At this point was he too old to call himself an orphan?  It had helped him get laid a couple of times, the sympathy angle.  The death of his parents, to put a positive spin on it, was probably the best thing that had happened to him, not to be disrespectful.  But come on, he was born in a car on his exact due date, which was December 20, good time for a snowstorm, not a good time for two twenty-year-olds about to become parents to turn into kids wanting to see Santa at the Scranton Mall.  They could have taken a wild guess they should stay home near the hospital in case anything happened, such as labor, which might lead to the birth of their child, all of which might transpire on the day the doctor said it would.  But instead they wanted to go see Santa at the Scranton Mall 35 miles away. 

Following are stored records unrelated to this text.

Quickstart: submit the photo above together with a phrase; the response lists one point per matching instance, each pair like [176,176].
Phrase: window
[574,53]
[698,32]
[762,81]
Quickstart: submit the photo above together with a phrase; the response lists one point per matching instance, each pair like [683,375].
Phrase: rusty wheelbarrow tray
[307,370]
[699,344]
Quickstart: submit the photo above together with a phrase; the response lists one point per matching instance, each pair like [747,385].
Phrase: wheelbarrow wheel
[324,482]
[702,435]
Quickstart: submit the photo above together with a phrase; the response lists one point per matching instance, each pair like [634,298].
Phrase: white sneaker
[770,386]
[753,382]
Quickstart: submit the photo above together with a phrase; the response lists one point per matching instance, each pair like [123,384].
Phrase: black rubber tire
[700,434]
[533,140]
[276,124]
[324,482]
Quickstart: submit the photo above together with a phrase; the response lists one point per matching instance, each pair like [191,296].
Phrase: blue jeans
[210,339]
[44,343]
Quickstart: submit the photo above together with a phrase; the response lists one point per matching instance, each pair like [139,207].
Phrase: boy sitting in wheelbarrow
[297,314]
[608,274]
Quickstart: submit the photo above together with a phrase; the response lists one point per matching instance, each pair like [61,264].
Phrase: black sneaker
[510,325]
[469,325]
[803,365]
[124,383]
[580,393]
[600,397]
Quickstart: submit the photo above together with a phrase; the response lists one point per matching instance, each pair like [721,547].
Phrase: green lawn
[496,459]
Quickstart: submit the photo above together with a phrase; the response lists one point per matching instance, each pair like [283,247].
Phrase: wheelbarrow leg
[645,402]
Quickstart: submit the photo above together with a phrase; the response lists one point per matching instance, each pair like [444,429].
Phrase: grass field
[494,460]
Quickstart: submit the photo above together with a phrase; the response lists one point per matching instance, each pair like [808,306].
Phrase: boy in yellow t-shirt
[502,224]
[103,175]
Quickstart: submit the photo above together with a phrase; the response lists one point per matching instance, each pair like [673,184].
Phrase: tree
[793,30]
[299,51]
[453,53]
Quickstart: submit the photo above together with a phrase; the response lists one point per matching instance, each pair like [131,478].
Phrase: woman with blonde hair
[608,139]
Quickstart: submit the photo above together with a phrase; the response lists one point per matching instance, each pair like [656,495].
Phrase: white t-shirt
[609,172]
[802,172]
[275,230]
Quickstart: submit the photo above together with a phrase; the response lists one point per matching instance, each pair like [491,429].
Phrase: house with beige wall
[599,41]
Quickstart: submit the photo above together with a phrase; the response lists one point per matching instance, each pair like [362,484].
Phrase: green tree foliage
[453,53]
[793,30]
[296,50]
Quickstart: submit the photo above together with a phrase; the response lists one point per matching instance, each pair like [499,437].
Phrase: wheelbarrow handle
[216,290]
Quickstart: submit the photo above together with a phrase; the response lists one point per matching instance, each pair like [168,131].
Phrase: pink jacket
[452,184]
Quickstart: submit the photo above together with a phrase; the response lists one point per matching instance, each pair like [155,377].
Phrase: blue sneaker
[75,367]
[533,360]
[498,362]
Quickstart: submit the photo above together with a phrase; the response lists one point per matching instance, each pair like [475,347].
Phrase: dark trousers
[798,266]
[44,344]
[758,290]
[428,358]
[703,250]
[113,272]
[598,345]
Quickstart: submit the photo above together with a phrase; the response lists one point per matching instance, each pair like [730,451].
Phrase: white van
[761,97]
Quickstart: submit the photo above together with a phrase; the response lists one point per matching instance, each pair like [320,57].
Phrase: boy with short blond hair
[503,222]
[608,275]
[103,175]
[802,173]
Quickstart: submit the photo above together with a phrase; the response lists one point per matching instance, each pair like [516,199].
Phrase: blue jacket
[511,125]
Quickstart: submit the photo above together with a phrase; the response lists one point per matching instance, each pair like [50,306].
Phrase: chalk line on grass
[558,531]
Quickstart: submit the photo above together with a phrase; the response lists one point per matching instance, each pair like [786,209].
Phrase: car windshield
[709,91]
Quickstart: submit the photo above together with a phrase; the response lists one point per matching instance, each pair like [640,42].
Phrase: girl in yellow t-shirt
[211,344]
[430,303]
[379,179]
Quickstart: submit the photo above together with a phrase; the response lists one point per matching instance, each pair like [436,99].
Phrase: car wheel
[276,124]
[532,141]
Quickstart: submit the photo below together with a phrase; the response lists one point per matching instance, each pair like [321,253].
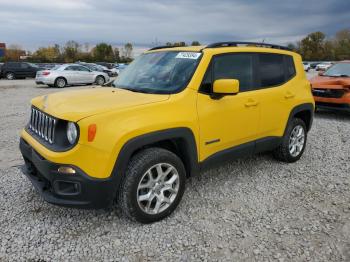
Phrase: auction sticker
[188,55]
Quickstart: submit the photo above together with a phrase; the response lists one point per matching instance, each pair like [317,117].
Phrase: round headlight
[72,132]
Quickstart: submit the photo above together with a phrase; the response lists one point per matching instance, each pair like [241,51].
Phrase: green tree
[46,54]
[103,52]
[14,52]
[312,46]
[342,44]
[71,52]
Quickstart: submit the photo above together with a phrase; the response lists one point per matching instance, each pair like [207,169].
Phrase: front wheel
[293,142]
[60,82]
[153,185]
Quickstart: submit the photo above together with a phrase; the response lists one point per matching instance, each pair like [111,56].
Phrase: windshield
[159,73]
[341,69]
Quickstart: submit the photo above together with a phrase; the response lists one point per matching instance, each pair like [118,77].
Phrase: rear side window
[289,67]
[271,70]
[13,64]
[275,69]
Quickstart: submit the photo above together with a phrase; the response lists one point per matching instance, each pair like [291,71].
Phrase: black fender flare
[300,108]
[183,134]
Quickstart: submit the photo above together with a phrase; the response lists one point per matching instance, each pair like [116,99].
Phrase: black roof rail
[161,47]
[229,44]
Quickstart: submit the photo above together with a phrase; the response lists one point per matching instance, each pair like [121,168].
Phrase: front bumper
[72,190]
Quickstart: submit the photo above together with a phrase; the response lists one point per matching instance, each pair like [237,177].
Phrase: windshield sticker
[188,55]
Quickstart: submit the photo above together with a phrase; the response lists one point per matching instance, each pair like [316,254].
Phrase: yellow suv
[170,113]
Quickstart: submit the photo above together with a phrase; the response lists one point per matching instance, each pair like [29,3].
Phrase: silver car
[70,74]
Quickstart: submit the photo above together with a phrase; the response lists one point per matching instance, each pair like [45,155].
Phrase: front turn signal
[92,132]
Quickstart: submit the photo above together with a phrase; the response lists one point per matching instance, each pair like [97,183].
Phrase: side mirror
[224,87]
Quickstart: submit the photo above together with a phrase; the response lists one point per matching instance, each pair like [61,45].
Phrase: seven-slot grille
[42,125]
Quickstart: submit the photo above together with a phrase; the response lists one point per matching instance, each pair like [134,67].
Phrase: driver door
[231,122]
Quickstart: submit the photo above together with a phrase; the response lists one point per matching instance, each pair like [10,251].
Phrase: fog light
[66,170]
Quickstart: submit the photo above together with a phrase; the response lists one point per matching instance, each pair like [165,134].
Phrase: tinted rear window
[275,69]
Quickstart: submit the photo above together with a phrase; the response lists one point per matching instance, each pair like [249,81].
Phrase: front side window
[230,66]
[82,68]
[160,72]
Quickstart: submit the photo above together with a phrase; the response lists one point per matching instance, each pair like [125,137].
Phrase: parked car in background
[331,89]
[323,66]
[313,65]
[70,74]
[120,67]
[307,66]
[99,68]
[13,70]
[108,65]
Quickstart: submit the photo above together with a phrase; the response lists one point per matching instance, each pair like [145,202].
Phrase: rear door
[232,120]
[85,75]
[276,92]
[70,74]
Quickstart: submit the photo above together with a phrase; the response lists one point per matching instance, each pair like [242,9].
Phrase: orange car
[331,89]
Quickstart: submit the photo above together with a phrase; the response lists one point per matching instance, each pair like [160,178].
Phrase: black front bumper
[71,190]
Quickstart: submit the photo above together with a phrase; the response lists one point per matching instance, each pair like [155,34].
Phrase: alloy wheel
[296,140]
[158,188]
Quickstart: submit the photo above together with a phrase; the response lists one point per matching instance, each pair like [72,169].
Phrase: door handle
[251,102]
[289,95]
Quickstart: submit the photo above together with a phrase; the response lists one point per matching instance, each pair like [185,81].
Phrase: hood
[78,104]
[330,82]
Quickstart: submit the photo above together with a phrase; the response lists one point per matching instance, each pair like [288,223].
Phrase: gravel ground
[253,209]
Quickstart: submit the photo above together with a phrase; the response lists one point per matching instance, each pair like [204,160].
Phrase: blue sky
[33,23]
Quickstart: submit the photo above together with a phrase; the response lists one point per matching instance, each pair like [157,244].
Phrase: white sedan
[70,74]
[323,66]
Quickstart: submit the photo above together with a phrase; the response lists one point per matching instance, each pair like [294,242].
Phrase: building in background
[2,49]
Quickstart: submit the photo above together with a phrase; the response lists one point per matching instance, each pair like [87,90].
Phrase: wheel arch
[180,141]
[62,78]
[304,112]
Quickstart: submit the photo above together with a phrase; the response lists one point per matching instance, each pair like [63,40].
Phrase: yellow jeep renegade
[170,113]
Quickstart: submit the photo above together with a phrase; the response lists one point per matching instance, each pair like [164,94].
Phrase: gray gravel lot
[253,209]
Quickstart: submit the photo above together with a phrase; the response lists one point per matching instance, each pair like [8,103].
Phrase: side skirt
[261,145]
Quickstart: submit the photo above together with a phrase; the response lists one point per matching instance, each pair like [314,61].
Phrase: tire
[10,76]
[60,82]
[285,151]
[100,80]
[140,180]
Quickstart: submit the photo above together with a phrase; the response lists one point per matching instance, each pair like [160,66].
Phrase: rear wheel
[10,76]
[100,80]
[153,185]
[293,142]
[60,82]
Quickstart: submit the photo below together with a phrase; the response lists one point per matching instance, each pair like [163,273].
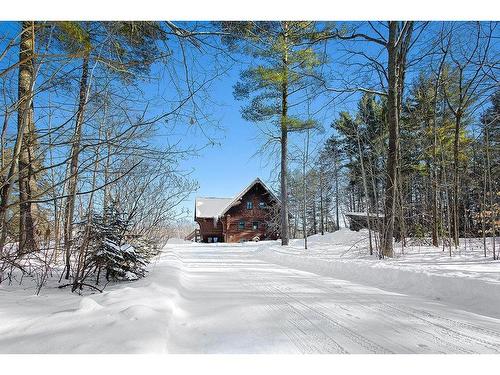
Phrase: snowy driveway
[224,299]
[235,303]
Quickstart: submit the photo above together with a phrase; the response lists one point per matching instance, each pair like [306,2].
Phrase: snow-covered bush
[109,248]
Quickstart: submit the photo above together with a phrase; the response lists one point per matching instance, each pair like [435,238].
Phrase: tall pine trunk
[25,121]
[285,236]
[393,117]
[73,166]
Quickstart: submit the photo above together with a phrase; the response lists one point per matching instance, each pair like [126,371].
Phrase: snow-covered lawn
[260,298]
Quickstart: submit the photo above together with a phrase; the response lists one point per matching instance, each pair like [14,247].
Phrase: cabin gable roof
[212,207]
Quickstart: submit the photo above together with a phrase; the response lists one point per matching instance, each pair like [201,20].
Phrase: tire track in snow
[306,335]
[350,334]
[447,331]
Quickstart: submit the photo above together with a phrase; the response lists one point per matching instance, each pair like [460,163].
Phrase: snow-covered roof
[364,214]
[240,195]
[210,207]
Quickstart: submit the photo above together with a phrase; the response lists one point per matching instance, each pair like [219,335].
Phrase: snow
[263,298]
[208,207]
[178,241]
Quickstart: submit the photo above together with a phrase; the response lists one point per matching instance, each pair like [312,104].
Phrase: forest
[398,121]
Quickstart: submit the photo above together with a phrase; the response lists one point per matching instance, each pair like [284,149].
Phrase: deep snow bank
[469,281]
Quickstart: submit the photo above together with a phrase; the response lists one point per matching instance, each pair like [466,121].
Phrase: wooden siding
[227,229]
[231,229]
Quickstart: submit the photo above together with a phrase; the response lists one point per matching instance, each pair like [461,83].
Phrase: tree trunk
[73,167]
[393,115]
[285,237]
[25,121]
[456,145]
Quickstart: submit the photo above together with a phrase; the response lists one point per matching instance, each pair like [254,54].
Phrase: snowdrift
[468,280]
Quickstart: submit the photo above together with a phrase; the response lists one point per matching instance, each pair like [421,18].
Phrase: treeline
[433,170]
[96,117]
[85,183]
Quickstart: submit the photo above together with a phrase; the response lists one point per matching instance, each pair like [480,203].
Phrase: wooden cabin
[243,218]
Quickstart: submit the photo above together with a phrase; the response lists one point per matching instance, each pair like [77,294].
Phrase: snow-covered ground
[260,298]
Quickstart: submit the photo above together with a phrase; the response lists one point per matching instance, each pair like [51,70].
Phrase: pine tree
[284,61]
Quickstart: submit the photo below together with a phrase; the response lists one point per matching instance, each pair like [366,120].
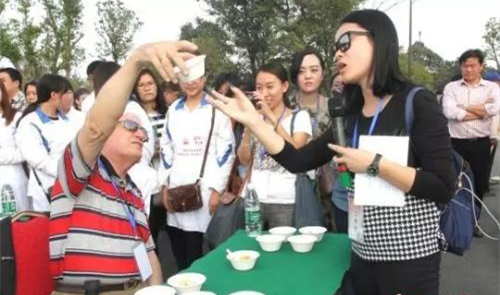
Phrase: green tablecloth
[285,272]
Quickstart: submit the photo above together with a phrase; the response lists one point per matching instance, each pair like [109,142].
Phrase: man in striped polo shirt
[99,237]
[469,104]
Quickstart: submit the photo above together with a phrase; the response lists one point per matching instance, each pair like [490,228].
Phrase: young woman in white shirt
[42,135]
[11,170]
[275,186]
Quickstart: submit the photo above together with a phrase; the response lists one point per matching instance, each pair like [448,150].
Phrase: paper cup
[196,68]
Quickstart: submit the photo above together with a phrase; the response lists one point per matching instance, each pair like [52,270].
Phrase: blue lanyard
[355,136]
[129,211]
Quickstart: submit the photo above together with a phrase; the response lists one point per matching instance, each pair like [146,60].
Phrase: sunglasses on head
[344,42]
[133,126]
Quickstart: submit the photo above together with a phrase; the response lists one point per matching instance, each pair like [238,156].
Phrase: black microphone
[337,111]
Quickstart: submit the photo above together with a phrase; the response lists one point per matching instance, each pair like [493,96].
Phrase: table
[285,272]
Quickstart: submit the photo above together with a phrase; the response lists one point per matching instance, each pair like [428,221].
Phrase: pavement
[475,273]
[478,271]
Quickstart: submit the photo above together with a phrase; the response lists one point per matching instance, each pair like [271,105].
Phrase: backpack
[458,217]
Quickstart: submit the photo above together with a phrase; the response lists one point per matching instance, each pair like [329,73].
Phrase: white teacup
[196,68]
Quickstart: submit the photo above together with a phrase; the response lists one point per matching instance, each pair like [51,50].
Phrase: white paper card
[355,221]
[374,191]
[142,260]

Both of them were killed sixteen years later by an open-top tourist bus near Hilton Head.  That's where he had grown up from age 10--but in the shitty part of Hilton Head, shacks by the sea where mainly black people lived.  They all worked as maids for the vacation homes, his mother too.  His mother used to have first go at the best jobs until she blew it, showing up late or not at all.  They started picking the black women first and that was embarrassing.  Then his parents were killed and he got social security for two years until he was 18, and a settlement from the bus company, paid twice, first when he turned 21 and just recently when he turned 25, and he got a surge of the smarts.  Saved up, and in a rush moved away, choosing midnight as the time for his departure so it would more rightly seem an escape. 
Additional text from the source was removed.